Então disse, “Bem, pelo menos alguns dos seus alunos parecem pensar que existe alguma espécie de diferença moral aqui. Se não ajudarmos alguém e essa pessoa se magoar ou morrer, é errado – mas não há problema se não houver consequências negativas. Mas eu não vejo qualquer distinção. Os comportamentos são idênticos. As consequências diferentes não alteram o facto de estarem certos ou errados.”
Um múrmurio percorreu a sala quando o significado do discurso de Zimmerman começou a ser assimilado.
Hayman perguntou a Zimmerman, “Isso significa que todos aqui deviam arcar com a culpa juntamente com a Riley e a Trudy?”
Zimmerman encolheu os ombros.
“Talvez seja o contrário. Sentir-se culpado faz bem a alguém? Vai trazer a jovem de volta? Talvez devamos ter sensações mais apropriadas neste momento.”
Zimmerman colocou-se em frente à secretária e olhou diretamente para os alunos.
“Digam-me, vocês que não eram muito próximos da Rhea. O que sentem em relação a estas duas amigas dela neste momento – Riley e Trudy?”
A turma ficou em silêncio por alguns instantes.
Então Riley ficou abismada por ouvir algumas pessoas a chorarem na sala.
Uma rapariga disse numa voz abafada, “Oh, sinto-me tão mal por elas.”

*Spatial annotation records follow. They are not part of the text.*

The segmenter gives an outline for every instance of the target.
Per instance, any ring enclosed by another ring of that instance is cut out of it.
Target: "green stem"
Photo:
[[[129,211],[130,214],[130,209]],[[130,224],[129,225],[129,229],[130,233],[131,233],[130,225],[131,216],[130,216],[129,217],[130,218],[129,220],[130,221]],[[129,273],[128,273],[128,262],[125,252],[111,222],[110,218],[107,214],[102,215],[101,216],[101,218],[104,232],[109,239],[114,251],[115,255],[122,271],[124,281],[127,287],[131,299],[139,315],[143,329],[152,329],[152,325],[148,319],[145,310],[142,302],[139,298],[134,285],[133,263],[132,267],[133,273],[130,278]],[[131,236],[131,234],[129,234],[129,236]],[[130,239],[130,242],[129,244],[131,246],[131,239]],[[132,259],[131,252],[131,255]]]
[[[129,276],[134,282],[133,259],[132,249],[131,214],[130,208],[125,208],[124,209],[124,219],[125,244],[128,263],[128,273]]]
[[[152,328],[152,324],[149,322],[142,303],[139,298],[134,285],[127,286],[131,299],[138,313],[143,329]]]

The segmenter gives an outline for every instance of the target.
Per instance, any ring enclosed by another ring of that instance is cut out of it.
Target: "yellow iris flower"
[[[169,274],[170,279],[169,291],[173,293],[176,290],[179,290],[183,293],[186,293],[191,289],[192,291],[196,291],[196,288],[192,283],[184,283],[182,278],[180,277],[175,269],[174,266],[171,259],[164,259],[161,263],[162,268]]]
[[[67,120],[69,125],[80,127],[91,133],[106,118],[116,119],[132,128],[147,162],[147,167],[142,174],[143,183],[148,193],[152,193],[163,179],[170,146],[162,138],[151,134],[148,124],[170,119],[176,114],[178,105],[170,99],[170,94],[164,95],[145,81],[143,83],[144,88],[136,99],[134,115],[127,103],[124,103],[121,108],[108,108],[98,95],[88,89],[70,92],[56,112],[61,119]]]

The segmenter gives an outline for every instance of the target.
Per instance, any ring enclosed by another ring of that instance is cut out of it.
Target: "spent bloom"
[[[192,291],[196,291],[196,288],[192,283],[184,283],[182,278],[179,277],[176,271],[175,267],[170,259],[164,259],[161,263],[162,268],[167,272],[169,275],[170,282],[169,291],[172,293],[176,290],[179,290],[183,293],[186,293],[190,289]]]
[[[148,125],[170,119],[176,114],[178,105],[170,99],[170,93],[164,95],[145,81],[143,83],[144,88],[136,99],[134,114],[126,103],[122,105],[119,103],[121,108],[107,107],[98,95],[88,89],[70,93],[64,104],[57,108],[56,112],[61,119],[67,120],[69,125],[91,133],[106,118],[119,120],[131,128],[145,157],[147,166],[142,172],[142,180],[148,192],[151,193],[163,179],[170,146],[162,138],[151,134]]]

Outra disse, “Riley e Trudy, gostava que não se sentissem culpadas. Não deviam. O que aconteceu à Rhea já foi suficientemente mau. Nem consigo imaginar a dor que estão a sentir neste momento.”
Outros alunos concordaram.
Zimmerman sorriu para a turma.
Disse, “Calculo que a maioria de vocês sabem que a minha especialidade é patologia criminal. O trabalho da minha vida é tentar compreender a mente do criminoso. E nestes últimos três dias, tenho vindo a tentar perceber este crime. Até agora asó tenho a certeza de uma coisa. Foi pessoal. O assassino conhecia a Rhea e queria-a morta.”
Mais uma vez, Riley tentou compreender o incompreensível…
Alguém odiava a Rhea o suficiente para a matar?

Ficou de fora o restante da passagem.